3.2. Velocity of Particles

The velocity of predator and prey individuals in the MPA is controlled by $P\in (0,1)$, and the authors recommended setting $P=0.5$. This parameter is used in Equations (3)–(6). In this study, two more interesting values of this parameter are added. Therefore, three fixed values are used in the experiment, $P=(0.1,0.5,0.9)$. Further, six linear change settings are investigated, where the value is linearly updated (increased or decreased) during the search process: (0-1), (1-0), (0-0.5), (0.5-1), (1-0.5), (0.5-0).

3.3. Lévy Flight

The Lévy flight strategy is used to move particles in the second and third phases (see Equations (4) and (6). This movement strategy is based on the vector of ${\overrightarrow{R}}_L$, controlled by the parameter $\beta$. The authors of MPA recommended using $\beta =1.5$, three fixed values are used in this study, $\beta =(1,1.25,1.5)$. Moreover, six linear change settings of the $\beta$ parameter are used, where the value is linearly updated (increased or decreased) during the search process: (0-1.5), (1.5-0), (0-0.75), (0.75-1.5), (1.5-0.75), (0.75-0).

4. Experiment Settings

This study aims to analyse the performance of three crucial MPA control parameters. As described above, several various settings of P, FADs, and $\beta$ were mentioned in the experiment. In total, 188 combinations of the MPA control parameters were employed for this study. Moreover, five variants of MPA with the recommended settings and linearly decreased population size are also included in the comparison. Four numbers distinguish variants of MPA to make the experiment results more transparent. Variants of the MPA algorithm are labelled by ‘(MPA_)N_FADs$\_P\_\beta$’. For example, ‘MPA_10_0.2$\_0.5\_1.5$’ (or ‘$10\_0.2\_0.5\_1.5$’) denotes the original settings of MPA with population size $N=10$.

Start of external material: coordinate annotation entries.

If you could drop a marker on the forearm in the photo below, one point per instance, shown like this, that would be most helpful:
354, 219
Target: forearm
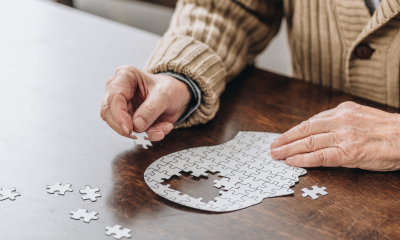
211, 42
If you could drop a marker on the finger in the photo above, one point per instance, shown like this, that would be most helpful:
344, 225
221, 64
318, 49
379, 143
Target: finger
109, 119
148, 111
158, 131
324, 114
327, 157
119, 110
305, 129
305, 145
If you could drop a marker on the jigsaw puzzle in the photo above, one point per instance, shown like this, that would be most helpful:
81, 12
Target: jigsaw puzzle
313, 193
8, 193
118, 232
90, 193
57, 187
141, 139
85, 214
248, 170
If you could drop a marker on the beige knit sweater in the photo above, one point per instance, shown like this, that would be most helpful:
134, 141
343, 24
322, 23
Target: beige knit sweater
211, 41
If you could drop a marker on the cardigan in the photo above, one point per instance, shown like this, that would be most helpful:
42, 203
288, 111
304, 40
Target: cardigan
212, 41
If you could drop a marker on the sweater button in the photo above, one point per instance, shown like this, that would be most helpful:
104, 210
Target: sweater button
363, 51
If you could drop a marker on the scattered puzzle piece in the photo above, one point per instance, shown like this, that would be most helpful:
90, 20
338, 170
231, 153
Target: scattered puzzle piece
250, 173
57, 187
90, 193
141, 139
118, 232
8, 193
313, 193
85, 214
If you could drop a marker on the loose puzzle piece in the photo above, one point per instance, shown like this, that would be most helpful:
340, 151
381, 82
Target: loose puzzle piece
249, 172
8, 193
313, 193
85, 214
141, 139
91, 193
118, 232
57, 187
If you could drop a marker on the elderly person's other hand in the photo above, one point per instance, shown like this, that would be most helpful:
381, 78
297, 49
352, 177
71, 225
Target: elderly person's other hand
140, 101
349, 135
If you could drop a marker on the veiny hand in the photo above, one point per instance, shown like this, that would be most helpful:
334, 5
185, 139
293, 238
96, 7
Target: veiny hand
350, 135
140, 101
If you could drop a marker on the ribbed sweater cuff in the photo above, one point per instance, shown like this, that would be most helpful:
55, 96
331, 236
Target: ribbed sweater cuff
185, 55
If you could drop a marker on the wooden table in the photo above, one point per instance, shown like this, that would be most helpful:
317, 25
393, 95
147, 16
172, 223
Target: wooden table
54, 65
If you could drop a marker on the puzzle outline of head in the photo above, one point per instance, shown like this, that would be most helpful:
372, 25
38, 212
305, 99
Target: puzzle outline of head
245, 163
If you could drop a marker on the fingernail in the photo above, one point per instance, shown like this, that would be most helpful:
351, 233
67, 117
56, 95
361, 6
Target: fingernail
125, 129
139, 123
158, 136
275, 152
273, 145
290, 160
168, 128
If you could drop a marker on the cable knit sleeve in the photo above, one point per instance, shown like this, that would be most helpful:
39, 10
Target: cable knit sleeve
211, 41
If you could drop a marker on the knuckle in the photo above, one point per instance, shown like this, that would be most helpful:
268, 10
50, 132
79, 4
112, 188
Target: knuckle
334, 137
304, 127
286, 149
320, 156
309, 142
348, 105
348, 116
397, 118
284, 139
150, 111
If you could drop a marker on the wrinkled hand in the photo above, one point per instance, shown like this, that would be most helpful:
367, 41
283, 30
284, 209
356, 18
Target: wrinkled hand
140, 101
350, 135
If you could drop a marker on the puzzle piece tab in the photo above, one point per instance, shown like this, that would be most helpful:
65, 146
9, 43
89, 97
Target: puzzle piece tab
8, 193
85, 214
90, 193
141, 139
313, 193
57, 187
118, 232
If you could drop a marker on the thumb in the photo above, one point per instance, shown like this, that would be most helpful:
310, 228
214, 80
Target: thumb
148, 112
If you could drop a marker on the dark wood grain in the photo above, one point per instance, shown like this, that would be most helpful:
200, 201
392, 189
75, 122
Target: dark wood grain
360, 204
67, 2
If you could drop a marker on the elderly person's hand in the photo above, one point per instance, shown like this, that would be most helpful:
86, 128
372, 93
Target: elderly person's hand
349, 135
140, 101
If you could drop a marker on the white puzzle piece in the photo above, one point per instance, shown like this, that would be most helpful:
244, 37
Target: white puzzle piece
57, 187
118, 232
141, 139
85, 214
313, 193
8, 193
245, 163
90, 193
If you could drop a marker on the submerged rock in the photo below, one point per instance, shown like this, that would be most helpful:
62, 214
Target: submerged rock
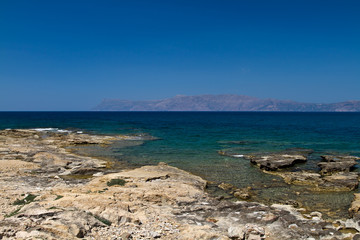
344, 181
275, 161
332, 163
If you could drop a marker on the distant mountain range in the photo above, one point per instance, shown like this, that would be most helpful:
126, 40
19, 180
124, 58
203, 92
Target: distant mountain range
224, 103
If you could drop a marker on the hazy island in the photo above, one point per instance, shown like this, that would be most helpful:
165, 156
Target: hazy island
224, 103
49, 192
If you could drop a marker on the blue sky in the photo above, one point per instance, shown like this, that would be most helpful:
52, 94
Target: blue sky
69, 55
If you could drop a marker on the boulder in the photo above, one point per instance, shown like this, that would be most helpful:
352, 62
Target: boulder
332, 163
275, 161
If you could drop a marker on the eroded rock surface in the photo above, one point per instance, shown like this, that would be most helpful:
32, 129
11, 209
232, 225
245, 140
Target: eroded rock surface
332, 163
283, 159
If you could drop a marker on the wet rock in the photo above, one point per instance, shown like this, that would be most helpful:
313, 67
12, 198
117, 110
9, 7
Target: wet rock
332, 163
236, 232
239, 193
355, 206
342, 181
275, 161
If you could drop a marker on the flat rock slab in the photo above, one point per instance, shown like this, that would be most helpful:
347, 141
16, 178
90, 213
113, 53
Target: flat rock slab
332, 163
275, 161
343, 181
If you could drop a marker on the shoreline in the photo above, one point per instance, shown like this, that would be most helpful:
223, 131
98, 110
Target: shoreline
150, 202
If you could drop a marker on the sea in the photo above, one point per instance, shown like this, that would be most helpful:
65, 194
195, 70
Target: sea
192, 141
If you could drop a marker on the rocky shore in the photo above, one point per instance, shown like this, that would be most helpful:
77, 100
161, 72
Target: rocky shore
48, 192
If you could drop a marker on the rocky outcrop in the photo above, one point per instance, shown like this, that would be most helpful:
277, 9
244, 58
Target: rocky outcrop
283, 159
315, 181
276, 161
151, 202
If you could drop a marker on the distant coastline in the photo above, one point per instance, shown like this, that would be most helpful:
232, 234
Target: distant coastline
225, 102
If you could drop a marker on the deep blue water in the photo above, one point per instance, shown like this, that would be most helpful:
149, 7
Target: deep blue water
190, 140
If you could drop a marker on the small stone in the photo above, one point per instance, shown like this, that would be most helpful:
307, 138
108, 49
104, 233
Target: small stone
236, 232
125, 236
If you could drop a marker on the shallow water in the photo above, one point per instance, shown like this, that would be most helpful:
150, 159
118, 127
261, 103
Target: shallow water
191, 140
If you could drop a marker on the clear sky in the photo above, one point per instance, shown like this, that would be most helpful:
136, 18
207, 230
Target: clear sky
69, 55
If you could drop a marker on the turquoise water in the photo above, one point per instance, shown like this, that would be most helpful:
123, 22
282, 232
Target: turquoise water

Thirteen real-world engineering problems were selected for this study to show the performance of the MPA variants. All the problems are minimisation, i.e., the minimal function value is searched. For each problem and MPA setting, 30 independent runs are performed to achieve robustness of the statistical comparison. The run is divided into 11 equidistant stages to illustrate the performance of the methods during the search process. For each run of the algorithm and problem, the solution was achieved when $FES=9000$ number of function evaluations was reached. These real-world engineering problems were also collected for another study, where more detail is provided [25]. All the problems are represented by constrained problems, where search space $\Omega$ is bounded by linear and nonlinear limits to define feasible areas. The dimensionality of these problems (D) and function value of true solution ($f\left({\overrightarrow{x}}^{*}\right)$) are provided in Table 1.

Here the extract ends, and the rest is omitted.